The body’s stress response was designed for short bursts of adrenaline followed by recovery. It was not designed for a continuous low elevation of cortisol over years. The metabolic consequence (visceral fat deposition, insulin resistance, disturbed sleep, dysregulated appetite) is now well-described. The harder truth is that the relevant interventions are not pharmacological. They are structural. Time outdoors. Time without screens. Genuinely connected relationships. Sleep. Resistance training. The boring foundations.
What to do with this
The point of this piece is not to be defeatist about modernity. The conveniences of modern life are real conveniences. The food technology that has driven ultra-processing has also fed populations that previous centuries could not feed. The sedentary work that has reduced occupational activity has also lifted hundreds of millions out of physical labour that broke bodies. None of this is straightforwardly bad.
The point is that the conversation about weight, when it is conducted as if the environment is neutral and the individual is the relevant variable, is starting from the wrong place. The environment is not neutral. It is structured, in much of the developed world, in ways that make weight gain the default trajectory. The body responds to that environment exactly as the body has always responded to its environment: by storing energy, by seeking calorie-dense food, by resisting weight loss when it senses scarcity.

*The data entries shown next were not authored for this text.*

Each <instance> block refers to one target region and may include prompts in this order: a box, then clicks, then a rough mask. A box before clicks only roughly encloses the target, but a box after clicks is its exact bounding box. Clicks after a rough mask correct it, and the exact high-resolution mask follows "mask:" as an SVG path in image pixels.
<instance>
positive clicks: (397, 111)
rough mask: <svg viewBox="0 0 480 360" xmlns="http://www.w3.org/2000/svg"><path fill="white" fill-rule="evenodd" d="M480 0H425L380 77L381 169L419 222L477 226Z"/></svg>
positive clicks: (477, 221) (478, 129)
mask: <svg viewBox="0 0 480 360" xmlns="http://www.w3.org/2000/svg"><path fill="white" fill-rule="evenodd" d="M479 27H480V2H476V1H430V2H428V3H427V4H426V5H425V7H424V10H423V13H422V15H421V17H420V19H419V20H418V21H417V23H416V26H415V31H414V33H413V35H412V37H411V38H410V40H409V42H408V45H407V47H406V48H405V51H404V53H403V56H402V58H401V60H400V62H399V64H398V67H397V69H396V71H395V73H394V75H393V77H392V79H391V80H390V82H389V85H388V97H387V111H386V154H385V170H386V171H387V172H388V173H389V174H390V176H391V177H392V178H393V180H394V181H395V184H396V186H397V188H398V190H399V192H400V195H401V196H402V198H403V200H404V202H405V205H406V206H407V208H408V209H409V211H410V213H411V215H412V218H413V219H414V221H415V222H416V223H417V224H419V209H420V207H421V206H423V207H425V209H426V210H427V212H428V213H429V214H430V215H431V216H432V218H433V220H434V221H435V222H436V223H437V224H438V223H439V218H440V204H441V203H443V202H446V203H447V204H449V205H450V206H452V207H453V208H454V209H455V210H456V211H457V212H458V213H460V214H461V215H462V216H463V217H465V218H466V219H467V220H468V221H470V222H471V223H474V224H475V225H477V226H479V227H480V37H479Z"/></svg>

The honest conversation begins with this recognition. It then moves to the practical question: given this environment, what can be done. Some of the answer is individual: protect sleep, prioritise minimally processed food, build movement back into the day, manage chronic stress where possible. Some of the answer is structural: shop at the edges of the supermarket where the whole food sits, limit ultra-processed food at home rather than relying on willpower at the moment of eating, batch-cook on the weekend so the weeknight default is whole food. Some of the answer, for some people, is medical: the modern weight-management medications were developed in part as a response to the recognition that the environment is now misaligned with biology in ways that lifestyle alone cannot reliably correct.
What the answer is not, for most people, is try harder. The body is not failing. The environment has shifted. Knowing what shifted, and how, is the start of being able to push back.